14 junho, 2007

A PEDRA DO REINO








Quando se diz que nos Estados Unidos as melhores histórias migraram do cinema para a televisão (vide Lost, 24 Horas, CSI, Família Soprano, Seinfeld) não se pode deixar de concordar. Ainda mais quando se assiste a falta de idéias que invade as telas mundiais em forma de franquias intermináveis: Homem-Aranha, Shrek, Piratas do Caribe, Pânico, X-Men, Missão Impossível. Todos, com maior ou menor qualidade, em sua terceira fase em busca dos nossos níqueis perdidos.

O cinema nacional, notório pela sua falta de boas histórias, ou pelo menos, de histórias bem contadas, é obrigado de quando em vez a dar a mão ao palmtop dos diretores e roteiristas da TV. É só lembrar que Eu, Tu, Eles, Cidade de Deus, Lavoura Arcaica, Lisbela e o Prisioneiro, Dois Filhos de Francisco e O Homem que Copiava estão entre as melhores histórias contadas nos últimos anos. Ok, não precisa me lembrar que Olga, Se eu fosse você, Redentor, Muito gelo e dois dedos d'água e outras mediocridades também foram produzidas por gente que trabalha na Globo (ou nos seus comerciais).

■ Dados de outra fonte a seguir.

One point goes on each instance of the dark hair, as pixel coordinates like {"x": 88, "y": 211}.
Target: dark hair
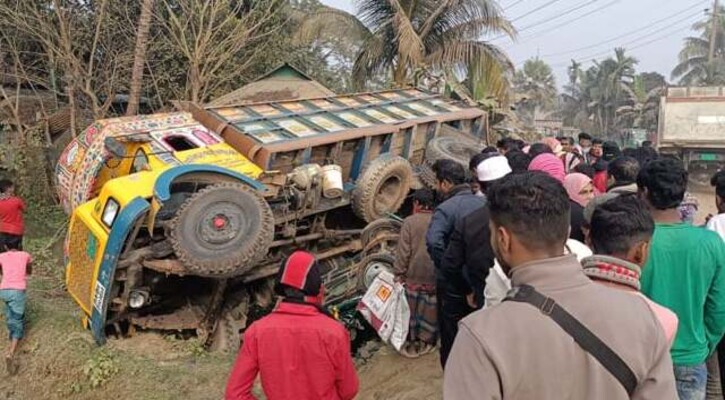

Não raro as produções feitas especialmente para TV também acertam. Foi o caso de O auto da compadecida, de Hoje é dia de Maria e, desta vez, da maravilha que é A Pedra do Reino.

Luiz Fernando Carvalho transpõe a linguagem "armorial" de Ariano Suassuna para a telinha (ou telona de 42', se for seu caso). Um Brasil encantado salta aos nossos olhos. Pululam referências à arte do cordel, ao imaginário ibérico, ao universo sertanejo. Nessa história de apuro visual corajoso, em se tratando do horário noturno televisivo, acompanhamos a trajetória de Quaderna, um personagem que sonha em instalar seu nome na perenidade literária.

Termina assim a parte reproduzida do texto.